UVA team members August Bresnaider, Maxim Gorodchanin, Chase Hildebrand, Christopher Marotta, Kyle McDonald and Ethan Steere competed under the coaching of their advisor, Daniel Graham, an assistant professor of computer science.
Department of Computer Science chair Sandhya Dwarkadas has won the Technical Committee on Computer Architecture’s 2022 Test of Time Award for “Energy-efficient processor design using multiple clock domains with dynamic voltage and frequency scaling,” a paper she co-authored in 2002.
Dwarkadas, the Walter N. Munster Professor of Computer Science at the University of Virginia School of Engineering and Applied Science, received the award with her colleagues at HPCA2023, the 29th IEEE International Symposium on High-Performance Computer Architecture, in February.
The Technical Committee on Computer Architecture is a unit of the Institute of Electrical and Electronics Engineers Computer Society. The committee’s citation notes the Test of Time Award is the “highest honor an academic paper can receive for its impact and recognizes an HPCA paper whose influence is still felt 18-22 years after its initial publication.”
Afsaneh Doryab, assistant professor of systems engineering and computer science, was part of a multi-university collaboration between Carnegie Mellon University, the University of Washington, Notre Dame and the University of Virginia that recently published a paper in the Proceedings of the National Academy of Sciences, “Nightly Sleep Duration Predicts Grade Point Average in the First Year of College.” Doryab led the collection, processing, and analysis of the CMU student data and developed the design for processing the study data that was collected via smartphone and Fitbit. Their research was covered by The Washington Post.
Congratulations to Professor Sebastian Elbaum for being elevated to ACM Fellow!
Associate professor of computer science Felix Xiaozhu Lin and his co-author, Hongyu Miao, a former Ph.D. advisee at Purdue University, won the best paper award at the Seventh ACM/IEEE Symposium on Edge Computing in Seattle last month.
Lin and Miao’s paper, “Towards Out-of-core Neural Networks on Microcontrollers,” addresses constraints imposed by memory size on microcontroller units to run large neural networks. The team demonstrated a technique to enable microcontroller units to run large neural networks with acceptable cost-benefit tradeoffs.
Their findings mean microcontroller units, previously thought unsuitable for many important use cases, can be deployed for these functions, such as analyzing traffic patterns from city cameras, understanding speech in smart homes and smart spaces, and detecting anomalies in manufacturing environments.
Hongning Wang is UVA Engineering’s new Copenhaver Associate Professor of Computer Science.

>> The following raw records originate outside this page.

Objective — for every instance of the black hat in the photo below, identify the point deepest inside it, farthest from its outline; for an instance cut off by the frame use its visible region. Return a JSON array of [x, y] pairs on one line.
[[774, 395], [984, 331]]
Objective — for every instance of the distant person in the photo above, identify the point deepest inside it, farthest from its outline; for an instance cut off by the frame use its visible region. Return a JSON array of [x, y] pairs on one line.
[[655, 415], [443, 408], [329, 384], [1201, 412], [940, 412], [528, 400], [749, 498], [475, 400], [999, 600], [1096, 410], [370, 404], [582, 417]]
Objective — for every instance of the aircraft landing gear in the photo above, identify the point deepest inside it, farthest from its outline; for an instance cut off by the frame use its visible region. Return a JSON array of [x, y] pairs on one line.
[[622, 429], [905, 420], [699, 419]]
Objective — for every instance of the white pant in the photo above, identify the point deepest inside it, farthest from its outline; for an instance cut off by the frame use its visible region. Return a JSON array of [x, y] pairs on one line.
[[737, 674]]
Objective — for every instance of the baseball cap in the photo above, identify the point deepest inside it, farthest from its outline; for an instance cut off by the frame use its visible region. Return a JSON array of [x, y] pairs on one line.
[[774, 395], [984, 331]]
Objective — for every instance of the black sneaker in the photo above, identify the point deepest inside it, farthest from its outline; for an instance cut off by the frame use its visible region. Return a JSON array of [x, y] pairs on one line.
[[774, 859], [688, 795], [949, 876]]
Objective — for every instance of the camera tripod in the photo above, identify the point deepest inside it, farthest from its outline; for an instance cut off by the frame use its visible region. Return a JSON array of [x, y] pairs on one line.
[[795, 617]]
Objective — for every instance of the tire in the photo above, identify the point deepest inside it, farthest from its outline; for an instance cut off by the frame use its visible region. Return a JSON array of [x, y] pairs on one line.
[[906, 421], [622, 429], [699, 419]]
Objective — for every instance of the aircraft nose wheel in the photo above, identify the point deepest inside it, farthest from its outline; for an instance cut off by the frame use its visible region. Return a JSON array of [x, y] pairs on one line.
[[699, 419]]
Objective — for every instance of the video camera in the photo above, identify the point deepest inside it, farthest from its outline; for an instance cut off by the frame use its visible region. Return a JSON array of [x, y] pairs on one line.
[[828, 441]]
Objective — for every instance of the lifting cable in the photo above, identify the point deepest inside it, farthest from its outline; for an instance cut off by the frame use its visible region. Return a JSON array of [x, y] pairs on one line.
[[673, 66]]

Wang was nominated by the Department of Computer Science and appointed by the School of Engineering for a three-year period to the professorship, which is supported by the Copenhaver Faculty Excellence Fund for Student Research, established by a bequest from 1966 civil engineering alumnus Edwin Copenhaver III. The fund supports Copenhaver Associate Professors in their work with graduate students.
Yue Cheng, an assistant professor of computer science, recently received two prestigious research awards.
Cheng is one of three 2022 recipients of the Institute of Electrical and Electronics Engineers Computer Society Technical Community on High Performance Computing Early Career Researchers Award for Excellence in High Performance Computing.
He also has won a Meta Research Award for AI Systems Hardware/Software Codesign for his proposal, “Serverless and scalable GNN training with disaggregated compute and storage.”